Chaque mosquée est un centre politico-religieux autour duquel gravite la masse des mahométans. Ces mosquées ne sont pas conçues comme des points d’appui temporaires mais comme des positions fortifiées de colonisation. Là encore, avec le plein aval des autorités françaises.

L’apocalypse migratoire

Le lecteur pourrait s’interroger sur la réalité de cette évolution. Mais il suffit de contempler la dynamique démographique française pour mesurer à quel point la mutation de la révolution française en révolution islamique est déjà tangible.

L’Hexagone comptait 8,5 millions de musulmans en 2016, soit 13% du total (source). Le nombre de musulmans, selon le démographe Jean-Paul Gourévitch, doublant tous les 15 ans, la France totalisera 17 millions de musulmans en 2030 et près de 40 millions d’ici 2050 (source).

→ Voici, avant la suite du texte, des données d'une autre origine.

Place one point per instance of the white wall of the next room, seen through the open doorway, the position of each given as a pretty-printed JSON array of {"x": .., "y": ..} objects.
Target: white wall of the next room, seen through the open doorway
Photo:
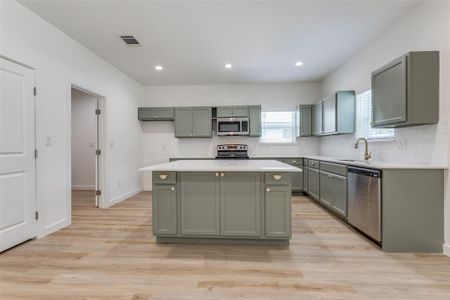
[{"x": 84, "y": 136}]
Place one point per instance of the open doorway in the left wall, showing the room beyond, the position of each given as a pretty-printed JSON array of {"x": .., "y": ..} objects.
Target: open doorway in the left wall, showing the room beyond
[{"x": 86, "y": 149}]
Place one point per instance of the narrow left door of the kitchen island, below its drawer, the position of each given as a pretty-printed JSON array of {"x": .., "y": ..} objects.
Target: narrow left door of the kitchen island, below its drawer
[{"x": 164, "y": 209}]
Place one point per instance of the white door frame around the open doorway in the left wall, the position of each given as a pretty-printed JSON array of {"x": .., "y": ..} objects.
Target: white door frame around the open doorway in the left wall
[{"x": 100, "y": 144}]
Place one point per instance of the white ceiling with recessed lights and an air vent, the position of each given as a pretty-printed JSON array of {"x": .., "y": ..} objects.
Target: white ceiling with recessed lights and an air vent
[{"x": 193, "y": 40}]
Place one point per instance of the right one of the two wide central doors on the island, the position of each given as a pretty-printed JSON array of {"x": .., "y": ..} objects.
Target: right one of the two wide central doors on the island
[{"x": 240, "y": 201}]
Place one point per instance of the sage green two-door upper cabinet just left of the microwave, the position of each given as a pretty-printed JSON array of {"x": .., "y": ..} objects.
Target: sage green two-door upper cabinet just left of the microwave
[{"x": 193, "y": 122}]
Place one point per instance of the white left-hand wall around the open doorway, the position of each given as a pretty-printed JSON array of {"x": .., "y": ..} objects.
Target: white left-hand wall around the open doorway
[{"x": 59, "y": 62}]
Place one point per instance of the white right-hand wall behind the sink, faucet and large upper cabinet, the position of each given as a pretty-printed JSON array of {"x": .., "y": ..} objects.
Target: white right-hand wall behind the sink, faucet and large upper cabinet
[{"x": 426, "y": 27}]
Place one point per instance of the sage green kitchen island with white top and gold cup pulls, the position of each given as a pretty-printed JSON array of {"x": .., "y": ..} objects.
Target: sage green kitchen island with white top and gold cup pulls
[{"x": 222, "y": 201}]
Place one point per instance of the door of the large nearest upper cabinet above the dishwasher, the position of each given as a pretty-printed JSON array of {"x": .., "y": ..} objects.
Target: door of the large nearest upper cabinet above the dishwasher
[{"x": 389, "y": 93}]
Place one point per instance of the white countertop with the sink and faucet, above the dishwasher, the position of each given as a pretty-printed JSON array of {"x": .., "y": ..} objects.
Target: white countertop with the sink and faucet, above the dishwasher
[{"x": 375, "y": 164}]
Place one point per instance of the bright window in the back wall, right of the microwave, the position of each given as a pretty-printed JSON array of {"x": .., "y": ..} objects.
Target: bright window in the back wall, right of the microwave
[{"x": 278, "y": 127}]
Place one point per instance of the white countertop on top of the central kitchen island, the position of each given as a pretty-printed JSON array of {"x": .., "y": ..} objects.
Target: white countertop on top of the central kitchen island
[{"x": 223, "y": 165}]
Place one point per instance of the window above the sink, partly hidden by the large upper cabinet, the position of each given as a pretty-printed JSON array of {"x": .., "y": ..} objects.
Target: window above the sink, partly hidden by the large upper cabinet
[{"x": 364, "y": 117}]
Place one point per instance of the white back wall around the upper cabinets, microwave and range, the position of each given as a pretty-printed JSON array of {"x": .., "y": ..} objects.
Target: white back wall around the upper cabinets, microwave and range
[{"x": 160, "y": 143}]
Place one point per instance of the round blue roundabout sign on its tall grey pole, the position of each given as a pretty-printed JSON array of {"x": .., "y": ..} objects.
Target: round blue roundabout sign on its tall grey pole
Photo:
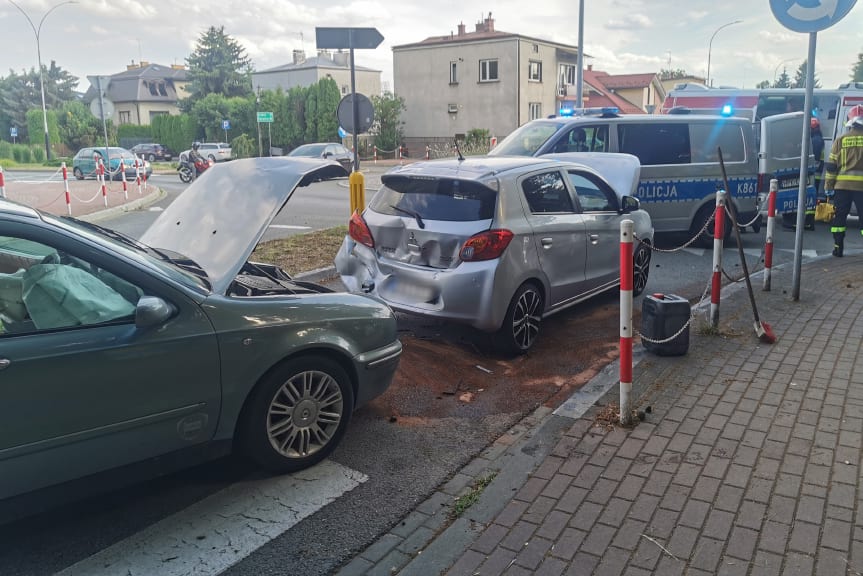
[{"x": 809, "y": 17}]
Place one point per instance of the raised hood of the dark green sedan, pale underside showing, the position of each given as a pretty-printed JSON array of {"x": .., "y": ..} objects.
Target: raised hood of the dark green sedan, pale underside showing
[{"x": 220, "y": 218}]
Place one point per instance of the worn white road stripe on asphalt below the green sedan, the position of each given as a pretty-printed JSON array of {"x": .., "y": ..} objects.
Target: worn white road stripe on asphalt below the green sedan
[{"x": 214, "y": 534}]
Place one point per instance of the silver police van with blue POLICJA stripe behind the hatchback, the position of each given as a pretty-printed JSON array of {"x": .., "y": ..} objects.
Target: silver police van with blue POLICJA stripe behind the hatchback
[{"x": 680, "y": 170}]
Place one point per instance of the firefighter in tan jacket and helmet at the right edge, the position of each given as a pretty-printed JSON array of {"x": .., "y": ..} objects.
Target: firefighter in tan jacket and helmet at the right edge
[{"x": 844, "y": 175}]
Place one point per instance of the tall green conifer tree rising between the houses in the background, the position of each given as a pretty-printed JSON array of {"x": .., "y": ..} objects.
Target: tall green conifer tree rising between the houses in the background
[{"x": 218, "y": 65}]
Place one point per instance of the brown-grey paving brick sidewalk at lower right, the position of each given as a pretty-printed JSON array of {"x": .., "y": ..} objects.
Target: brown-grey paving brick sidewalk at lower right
[{"x": 748, "y": 462}]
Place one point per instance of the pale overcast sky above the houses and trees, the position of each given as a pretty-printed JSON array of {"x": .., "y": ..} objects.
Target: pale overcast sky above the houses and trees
[{"x": 621, "y": 36}]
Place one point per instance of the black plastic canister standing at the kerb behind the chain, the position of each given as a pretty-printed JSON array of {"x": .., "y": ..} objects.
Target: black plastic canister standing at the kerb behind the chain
[{"x": 663, "y": 316}]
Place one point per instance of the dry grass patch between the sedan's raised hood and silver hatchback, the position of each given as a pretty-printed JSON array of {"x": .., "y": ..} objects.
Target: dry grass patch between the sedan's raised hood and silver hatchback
[{"x": 302, "y": 252}]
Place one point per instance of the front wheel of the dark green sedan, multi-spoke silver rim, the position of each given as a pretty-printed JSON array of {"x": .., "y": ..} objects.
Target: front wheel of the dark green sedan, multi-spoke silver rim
[{"x": 285, "y": 426}]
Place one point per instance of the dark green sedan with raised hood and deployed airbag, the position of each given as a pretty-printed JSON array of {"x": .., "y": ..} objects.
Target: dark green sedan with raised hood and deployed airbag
[{"x": 176, "y": 347}]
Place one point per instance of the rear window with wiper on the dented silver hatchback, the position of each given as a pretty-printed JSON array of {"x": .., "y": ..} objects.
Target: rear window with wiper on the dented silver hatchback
[{"x": 435, "y": 199}]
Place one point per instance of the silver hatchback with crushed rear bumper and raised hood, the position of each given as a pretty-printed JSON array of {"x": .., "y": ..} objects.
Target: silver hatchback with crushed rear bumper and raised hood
[{"x": 497, "y": 242}]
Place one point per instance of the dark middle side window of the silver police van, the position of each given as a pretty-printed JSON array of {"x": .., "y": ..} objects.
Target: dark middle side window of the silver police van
[{"x": 654, "y": 143}]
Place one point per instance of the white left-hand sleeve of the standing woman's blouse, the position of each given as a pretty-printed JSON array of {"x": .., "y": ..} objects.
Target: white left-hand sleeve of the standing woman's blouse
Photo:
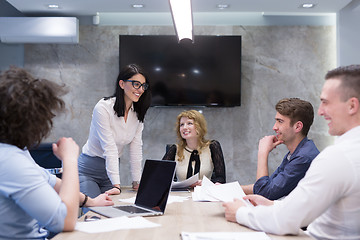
[{"x": 102, "y": 129}]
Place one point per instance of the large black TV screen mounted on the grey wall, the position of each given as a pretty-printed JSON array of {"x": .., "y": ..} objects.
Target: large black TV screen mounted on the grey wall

Ceux qui doutent encore de ces prévisions n’auront qu’à méditer celles, largement admises, qui traitent de l’Afrique subsaharienne. D’ici à 2030, l’Afrique Noire gagnera 800 millions d’habitants supplémentaires. La seule Algérie gagnera 10 millions d’habitants de plus sur la même période selon l’ONU (source). Ce pays, dépourvu de perspectives économiques, continuera donc d’exporter ses problèmes sociaux grâce à l’émigration.